Realizzare uno spettacolo teatrale basato su fatti realmente accaduti e interpretato solo da un’attrice giovanissima, Annalisa Cervera, è un’impresa folle, nonché complicatissima. Ma andiamo con ordine: Malala è andato in scena presso il Teatro Lo Spazio di Roma e racconta la storia di Malala Yousafzai, la più giovane vincitrice del Premio Nobel per la pace.
Si passa quindi dal tragico episodio dell’attentato subito nel 2012 nella valle dello Swat, in Pakistan, fino a quando è diventata un simbolo universale di coraggio. Malala, infatti, continua a lottare duramente per l’affermazione dei diritti civili e per il diritto all’istruzione – bandito da un decreto dei talebani pakistani – delle donne della città di Mingora, nella valle dello Swat. Lo show prodotto da Senza Confine Teatro e con la regia e l’adattamento di Teresa Cecere e Davide Marzi ha riscontrato un notevole successo al contest di corti teatrali Idee nello spazio.
Purtroppo Malala risulta troppo scolastico e poco incisivo per la sua monotonia.
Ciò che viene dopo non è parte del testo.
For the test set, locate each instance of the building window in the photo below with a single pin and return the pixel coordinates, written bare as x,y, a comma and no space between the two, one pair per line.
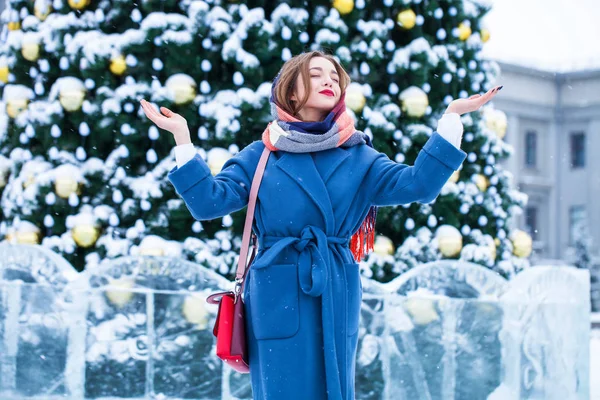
577,216
531,221
531,149
577,150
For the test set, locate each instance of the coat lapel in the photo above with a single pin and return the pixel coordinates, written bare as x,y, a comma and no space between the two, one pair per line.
302,169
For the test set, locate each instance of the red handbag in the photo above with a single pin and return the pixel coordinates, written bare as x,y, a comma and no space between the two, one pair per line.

A conti fatti vedere questo spettacolo o leggere direttamente un romanzo è la stessa identica cosa e, quando questo succede, qualcosa non funziona. L’arte e la letteratura possono essere interscambiabili fino a un certo punto, qua però quel punto è stato sorpassato. La storia, tra l’altro, è divisa per capitoli, ma l’una è tale e quale all’altra, portando lo spettacolo a non avere la benché minima sorpresa in corso d’opera.
La povera – perché sì, dare un ruolo e un compito del genere a una ragazzina che deve portare 60 minuti di spettacolo sulle spalle e per di più senza pause è inconcepibile – Annalisa Cervera ci ha messo tantissimo impegno e di questo bisogna darle atto, ma ahimè anche lei sembrava fin dall’inizio stremata dal lavoro faticosissimo che avrebbe dovuto compiere, un po’ come se fosse la penultima serata di una lunga tournée.
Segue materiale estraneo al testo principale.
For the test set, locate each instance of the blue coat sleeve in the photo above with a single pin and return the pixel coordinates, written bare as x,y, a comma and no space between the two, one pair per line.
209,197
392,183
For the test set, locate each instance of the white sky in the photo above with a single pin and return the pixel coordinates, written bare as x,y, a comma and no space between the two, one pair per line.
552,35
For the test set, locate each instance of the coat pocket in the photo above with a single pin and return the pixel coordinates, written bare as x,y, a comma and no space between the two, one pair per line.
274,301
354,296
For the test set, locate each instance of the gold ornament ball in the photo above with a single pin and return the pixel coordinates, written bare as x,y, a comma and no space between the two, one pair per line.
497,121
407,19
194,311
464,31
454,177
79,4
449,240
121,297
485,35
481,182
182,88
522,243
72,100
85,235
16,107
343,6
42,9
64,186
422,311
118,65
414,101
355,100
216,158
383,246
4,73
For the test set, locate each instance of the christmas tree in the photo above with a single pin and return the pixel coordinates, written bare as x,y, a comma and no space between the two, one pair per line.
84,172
È vero che Malala Yousafzai è del ’97 ma le soluzioni non erano irrisolvibili: bastava far interpretare Malala a più attrici, o mettere più attori che dialogassero con la protagonista interpretata sempre da Cervera, o magari ridurre il minutaggio direttamente se l’attrice doveva essere per forza solo una. Il problema comunque è anche la monotonia delle battute che vengono portate avanti da una vocalità che procede a cantilena, non agevolando così l’attenzione del pubblico. La stessa voce non era del tutto incisiva, o meglio, era più adatta per un lavoro di doppiaggio (tutte battute molto soffiate) piuttosto che per un palcoscenico teatrale.
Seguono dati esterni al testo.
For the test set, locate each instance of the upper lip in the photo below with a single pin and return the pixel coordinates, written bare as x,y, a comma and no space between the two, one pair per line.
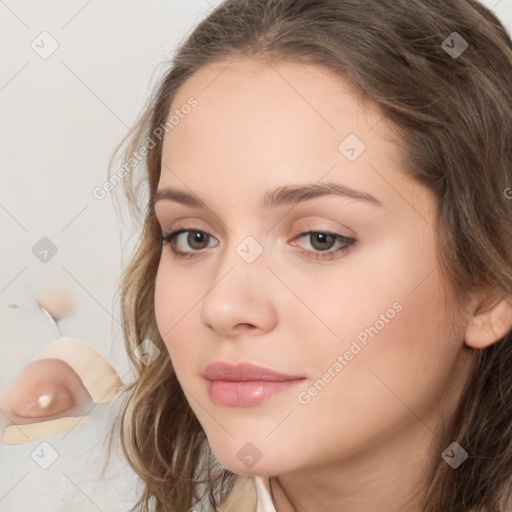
243,372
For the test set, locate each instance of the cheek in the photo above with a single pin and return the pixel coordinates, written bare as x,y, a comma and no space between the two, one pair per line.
176,312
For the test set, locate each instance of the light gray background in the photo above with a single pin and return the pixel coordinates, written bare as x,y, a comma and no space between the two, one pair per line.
61,117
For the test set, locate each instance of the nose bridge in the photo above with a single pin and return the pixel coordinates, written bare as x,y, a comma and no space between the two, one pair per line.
240,291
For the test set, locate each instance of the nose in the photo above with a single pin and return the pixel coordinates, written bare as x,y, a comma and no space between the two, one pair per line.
241,299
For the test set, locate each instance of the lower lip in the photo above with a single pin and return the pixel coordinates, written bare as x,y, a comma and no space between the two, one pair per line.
245,394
Affidare tutto l’esito di uno show con una storia così forte a un’attrice con poca esperienza è un gioco che non vale la candela, soprattutto se lo spettacolo stesso ha lacune dal punto di vista registico. In conclusione, la storia di Malala non è da sottovalutare, ma è più invitante se trasposta in un libro piuttosto che su un palcoscenico composto solo da una ragazza e da un paio di oggetti.